The grant will fund an expansive, international research project, led by Frank Collins, director of the CGHID and the George and Winifred Clark Chair in Biological Sciences at Notre Dame.
The Gates grant, one of the largest external research grants ever awarded to a Notre Dame faculty member, will fund a five-year, multi-site project aimed at evaluating malaria control efforts in Africa and Asia. Malaria kills more than one million people every year, mostly infants, young children and pregnant women.
Collins and his team, including several ND graduate and undergraduate students, are working to gather information about the patterns of malaria transmission and control in a variety of field sites, including Indonesia, Tanzania, Kenya, Uganda, and Zambia.
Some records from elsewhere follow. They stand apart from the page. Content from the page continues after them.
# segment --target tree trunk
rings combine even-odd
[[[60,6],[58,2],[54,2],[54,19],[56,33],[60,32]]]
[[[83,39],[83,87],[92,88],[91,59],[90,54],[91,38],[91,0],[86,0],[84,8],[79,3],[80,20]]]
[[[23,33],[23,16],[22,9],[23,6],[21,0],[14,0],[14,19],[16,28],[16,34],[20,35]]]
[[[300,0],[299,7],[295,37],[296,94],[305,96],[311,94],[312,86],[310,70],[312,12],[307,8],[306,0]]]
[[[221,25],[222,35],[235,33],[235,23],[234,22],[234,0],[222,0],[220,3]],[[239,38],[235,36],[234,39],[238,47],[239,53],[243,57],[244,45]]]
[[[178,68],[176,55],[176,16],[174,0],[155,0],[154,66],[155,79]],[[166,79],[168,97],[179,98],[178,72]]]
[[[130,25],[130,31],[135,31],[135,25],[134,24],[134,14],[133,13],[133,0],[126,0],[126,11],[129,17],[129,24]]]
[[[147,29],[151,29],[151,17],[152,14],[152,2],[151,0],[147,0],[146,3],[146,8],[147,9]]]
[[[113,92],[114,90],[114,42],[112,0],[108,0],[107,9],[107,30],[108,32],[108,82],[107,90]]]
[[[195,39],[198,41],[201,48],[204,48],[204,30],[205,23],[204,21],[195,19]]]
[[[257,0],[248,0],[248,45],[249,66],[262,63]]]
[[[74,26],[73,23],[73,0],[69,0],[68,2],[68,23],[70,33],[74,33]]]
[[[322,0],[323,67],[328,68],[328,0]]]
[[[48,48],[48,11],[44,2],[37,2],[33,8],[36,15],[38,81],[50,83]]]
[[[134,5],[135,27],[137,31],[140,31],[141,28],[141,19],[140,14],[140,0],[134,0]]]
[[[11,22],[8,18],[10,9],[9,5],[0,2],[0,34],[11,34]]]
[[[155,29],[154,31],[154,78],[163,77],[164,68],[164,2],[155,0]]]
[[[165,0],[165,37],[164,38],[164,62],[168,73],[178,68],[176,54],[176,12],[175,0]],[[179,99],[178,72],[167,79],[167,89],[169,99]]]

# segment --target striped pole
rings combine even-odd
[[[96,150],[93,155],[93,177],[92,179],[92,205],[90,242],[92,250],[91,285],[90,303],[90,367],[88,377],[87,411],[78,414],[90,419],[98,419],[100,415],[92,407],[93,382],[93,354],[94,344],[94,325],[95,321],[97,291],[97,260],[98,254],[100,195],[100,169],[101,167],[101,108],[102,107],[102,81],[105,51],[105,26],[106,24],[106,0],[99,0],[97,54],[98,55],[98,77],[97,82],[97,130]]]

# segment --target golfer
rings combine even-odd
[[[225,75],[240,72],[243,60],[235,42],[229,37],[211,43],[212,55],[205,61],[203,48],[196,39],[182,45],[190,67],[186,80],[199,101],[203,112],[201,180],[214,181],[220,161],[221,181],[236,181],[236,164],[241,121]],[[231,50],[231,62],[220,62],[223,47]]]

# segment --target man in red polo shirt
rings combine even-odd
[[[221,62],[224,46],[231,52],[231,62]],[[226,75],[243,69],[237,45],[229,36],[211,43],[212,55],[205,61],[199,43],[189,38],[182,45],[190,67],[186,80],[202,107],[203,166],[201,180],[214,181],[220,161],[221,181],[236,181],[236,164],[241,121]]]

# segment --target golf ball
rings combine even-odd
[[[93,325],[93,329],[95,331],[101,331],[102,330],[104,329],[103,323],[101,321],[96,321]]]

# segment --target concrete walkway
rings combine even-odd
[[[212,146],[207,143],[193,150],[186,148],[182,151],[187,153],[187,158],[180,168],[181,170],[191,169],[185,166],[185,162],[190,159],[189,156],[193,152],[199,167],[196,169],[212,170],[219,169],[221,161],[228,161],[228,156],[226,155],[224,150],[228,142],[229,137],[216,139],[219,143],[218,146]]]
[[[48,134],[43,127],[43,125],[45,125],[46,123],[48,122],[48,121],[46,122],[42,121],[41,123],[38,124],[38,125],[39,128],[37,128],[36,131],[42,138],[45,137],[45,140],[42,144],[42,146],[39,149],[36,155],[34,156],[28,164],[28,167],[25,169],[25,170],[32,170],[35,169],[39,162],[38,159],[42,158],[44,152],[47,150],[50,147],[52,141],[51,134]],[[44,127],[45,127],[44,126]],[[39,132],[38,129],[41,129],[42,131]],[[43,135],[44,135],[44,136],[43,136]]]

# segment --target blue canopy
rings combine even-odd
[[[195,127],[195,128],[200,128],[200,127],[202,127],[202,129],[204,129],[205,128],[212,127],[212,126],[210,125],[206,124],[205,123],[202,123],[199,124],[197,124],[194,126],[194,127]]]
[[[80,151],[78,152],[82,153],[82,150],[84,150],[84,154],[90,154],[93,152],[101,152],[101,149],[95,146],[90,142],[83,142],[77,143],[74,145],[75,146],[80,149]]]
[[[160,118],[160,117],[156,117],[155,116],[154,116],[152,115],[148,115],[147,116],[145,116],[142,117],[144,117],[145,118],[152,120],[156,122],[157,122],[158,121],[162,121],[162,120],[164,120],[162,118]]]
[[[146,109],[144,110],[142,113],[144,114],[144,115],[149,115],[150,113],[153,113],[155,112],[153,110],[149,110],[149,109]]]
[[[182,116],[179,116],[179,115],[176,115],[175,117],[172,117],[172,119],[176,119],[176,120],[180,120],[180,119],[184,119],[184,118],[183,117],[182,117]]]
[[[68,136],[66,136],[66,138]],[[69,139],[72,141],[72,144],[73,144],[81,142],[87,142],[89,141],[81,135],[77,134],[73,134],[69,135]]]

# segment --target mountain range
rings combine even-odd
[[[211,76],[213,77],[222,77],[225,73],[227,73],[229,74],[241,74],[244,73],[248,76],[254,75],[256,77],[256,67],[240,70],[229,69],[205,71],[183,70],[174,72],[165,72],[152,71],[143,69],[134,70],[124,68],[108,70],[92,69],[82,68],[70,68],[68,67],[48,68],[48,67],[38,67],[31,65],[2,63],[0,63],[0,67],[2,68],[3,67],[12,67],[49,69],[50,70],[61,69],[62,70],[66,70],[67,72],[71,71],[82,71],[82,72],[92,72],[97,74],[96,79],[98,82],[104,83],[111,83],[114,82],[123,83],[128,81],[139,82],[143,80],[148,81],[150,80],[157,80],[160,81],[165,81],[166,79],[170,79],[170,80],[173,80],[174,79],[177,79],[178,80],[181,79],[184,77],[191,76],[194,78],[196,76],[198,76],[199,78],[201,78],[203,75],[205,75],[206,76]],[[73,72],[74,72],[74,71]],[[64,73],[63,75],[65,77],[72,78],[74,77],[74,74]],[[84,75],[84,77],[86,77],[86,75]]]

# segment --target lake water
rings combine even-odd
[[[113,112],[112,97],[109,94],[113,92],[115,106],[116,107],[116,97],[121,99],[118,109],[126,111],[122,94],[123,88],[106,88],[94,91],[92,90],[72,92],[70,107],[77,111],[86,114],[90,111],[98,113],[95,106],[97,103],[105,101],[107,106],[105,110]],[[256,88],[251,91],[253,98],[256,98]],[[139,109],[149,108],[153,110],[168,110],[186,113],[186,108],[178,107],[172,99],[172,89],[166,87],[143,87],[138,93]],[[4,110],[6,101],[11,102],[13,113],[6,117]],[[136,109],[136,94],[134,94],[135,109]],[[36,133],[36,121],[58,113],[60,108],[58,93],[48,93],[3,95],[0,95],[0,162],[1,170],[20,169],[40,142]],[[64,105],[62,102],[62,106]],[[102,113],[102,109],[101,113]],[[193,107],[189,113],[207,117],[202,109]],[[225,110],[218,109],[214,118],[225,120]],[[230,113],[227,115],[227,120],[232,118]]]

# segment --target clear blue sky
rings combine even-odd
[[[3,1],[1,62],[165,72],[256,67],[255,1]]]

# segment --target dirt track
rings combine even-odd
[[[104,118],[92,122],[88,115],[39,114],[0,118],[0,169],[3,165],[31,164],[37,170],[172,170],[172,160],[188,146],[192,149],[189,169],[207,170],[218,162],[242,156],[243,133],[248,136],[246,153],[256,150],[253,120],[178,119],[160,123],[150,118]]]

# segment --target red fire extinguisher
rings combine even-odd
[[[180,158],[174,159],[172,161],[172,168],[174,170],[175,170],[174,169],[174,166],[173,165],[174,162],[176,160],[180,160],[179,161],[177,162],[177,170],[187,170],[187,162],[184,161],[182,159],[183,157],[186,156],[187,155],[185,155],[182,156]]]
They are working with partners from the Swiss Tropical Institute, the U.S. Centers for Disease Control and Prevention, the London School of Hygiene and Tropical Medicine, and Durham University.
CGHID scientists have already gained international renown for mapping the genetic blueprint of the mosquitoes that transmit malaria and yellow and dengue fevers — a critical move that is helping scientists to develop more potent insecticides and engineer new varieties of mosquitoes incapable of transmitting human disease.